L'estimation d'un besoin d'investissement annuel de 83 milliards de dollars a connu un retentissement certain et a été largement reprise par les médias et dans les débats d'experts pour résumer les exigences du défi alimentaire à l'horizon 2050.

Même s'il est souvent relativisé par la FAO, notamment au vu des investissements réalisés dans d'autres secteurs moins vitaux pour le développement humain (c'est le moins qu'on puisse dire quand il s'agit de l'armement), le chiffrage par la FAO des besoins d'investissement agricole peut apparaître formidable.

En gardant à l'esprit que les estimations sont imprécises (v. infra), il correspond à une nette augmentation de l'effort d'investissement, ce qui pose évidemment la question de savoir d'où pourrait venir une telle accélération de l'investissement.
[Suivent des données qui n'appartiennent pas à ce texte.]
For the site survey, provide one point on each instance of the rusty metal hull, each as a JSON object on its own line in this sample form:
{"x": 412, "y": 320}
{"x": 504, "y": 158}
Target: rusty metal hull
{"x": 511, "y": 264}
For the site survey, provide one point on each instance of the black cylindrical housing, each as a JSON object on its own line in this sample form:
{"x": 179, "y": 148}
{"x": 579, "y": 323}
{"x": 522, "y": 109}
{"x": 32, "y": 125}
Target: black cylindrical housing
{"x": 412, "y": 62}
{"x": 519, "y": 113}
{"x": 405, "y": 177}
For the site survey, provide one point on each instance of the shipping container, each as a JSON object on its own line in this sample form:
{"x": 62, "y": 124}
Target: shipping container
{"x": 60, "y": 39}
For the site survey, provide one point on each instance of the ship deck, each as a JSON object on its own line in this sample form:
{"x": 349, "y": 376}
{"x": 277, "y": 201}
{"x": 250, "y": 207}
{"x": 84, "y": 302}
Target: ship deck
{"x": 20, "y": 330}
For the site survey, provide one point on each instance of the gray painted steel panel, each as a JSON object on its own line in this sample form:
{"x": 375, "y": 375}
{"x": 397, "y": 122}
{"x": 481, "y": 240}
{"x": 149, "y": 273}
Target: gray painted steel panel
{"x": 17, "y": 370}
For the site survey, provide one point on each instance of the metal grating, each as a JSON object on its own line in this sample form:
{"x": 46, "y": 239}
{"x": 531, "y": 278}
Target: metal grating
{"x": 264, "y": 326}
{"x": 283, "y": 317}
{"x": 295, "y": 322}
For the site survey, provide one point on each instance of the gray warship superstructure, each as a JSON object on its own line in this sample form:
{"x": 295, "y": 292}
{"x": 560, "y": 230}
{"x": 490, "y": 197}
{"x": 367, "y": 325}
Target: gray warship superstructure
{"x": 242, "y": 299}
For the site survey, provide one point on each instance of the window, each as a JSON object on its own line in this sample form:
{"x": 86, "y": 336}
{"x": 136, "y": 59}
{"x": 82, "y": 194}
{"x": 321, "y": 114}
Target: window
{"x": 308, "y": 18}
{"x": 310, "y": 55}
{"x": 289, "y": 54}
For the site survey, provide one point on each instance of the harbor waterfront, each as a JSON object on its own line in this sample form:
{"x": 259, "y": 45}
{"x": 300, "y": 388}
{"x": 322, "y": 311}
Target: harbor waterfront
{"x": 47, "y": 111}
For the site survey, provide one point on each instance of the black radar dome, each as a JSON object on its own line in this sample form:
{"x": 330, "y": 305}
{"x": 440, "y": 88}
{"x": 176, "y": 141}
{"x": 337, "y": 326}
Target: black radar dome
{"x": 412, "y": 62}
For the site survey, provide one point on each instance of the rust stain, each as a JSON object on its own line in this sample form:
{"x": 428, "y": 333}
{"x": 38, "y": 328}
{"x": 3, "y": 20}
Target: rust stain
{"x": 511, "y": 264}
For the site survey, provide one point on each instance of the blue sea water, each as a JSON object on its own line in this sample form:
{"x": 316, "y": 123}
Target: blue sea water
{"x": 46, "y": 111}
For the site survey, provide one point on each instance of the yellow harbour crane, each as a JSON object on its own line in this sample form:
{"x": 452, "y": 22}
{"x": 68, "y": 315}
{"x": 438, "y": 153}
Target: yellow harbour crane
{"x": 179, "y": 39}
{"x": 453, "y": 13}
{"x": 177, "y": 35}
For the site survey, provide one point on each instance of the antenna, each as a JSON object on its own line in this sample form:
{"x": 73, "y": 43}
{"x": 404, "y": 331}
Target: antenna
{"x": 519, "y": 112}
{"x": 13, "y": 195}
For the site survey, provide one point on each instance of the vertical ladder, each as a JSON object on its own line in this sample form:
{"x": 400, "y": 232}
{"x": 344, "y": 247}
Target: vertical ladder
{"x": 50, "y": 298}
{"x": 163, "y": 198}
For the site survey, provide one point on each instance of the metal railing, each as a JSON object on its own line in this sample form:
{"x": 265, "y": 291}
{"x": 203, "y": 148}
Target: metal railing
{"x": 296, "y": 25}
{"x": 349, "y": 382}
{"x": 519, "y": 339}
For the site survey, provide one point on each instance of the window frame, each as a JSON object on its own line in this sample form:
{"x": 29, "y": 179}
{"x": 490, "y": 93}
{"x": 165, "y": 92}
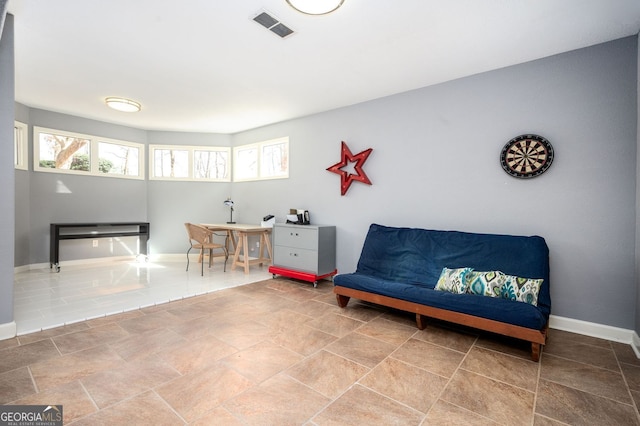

Pour autant, aux yeux de votre rapporteur, cet effort supplémentaire doit plutôt être considéré comme insusceptible d'assurer la résolution de problème alimentaire, surtout si on l'envisage, comme dans le présent rapport, sous l'angle de la mise en oeuvre effective du droit à l'alimentation.

Pour atteindre cet objectif, il faudra investir sensiblement plus.

L'agriculture, considérée d'un point de mondial, est un secteur particulièrement paradoxal au regard de l'investissement agricole.

Certaines régions semblent être caractérisées par des surcapacités dont les excès de production récurrents ont témoigné éloquemment dans le passé. Désormais, les instruments des politiques agricoles ayant évolué, ce sont moins ces surproductions qui « signent » l'existence de ces surcapacités que les problèmes budgétaires ou ceux portant sur les revenus agricoles.

En revanche, de nombreuses régions relevant du monde en retard de développement souffrent d'une insuffisance d'investissement. Ces régions sont généralement des zones dépourvues des institutions nécessaires à l'investissement agricole.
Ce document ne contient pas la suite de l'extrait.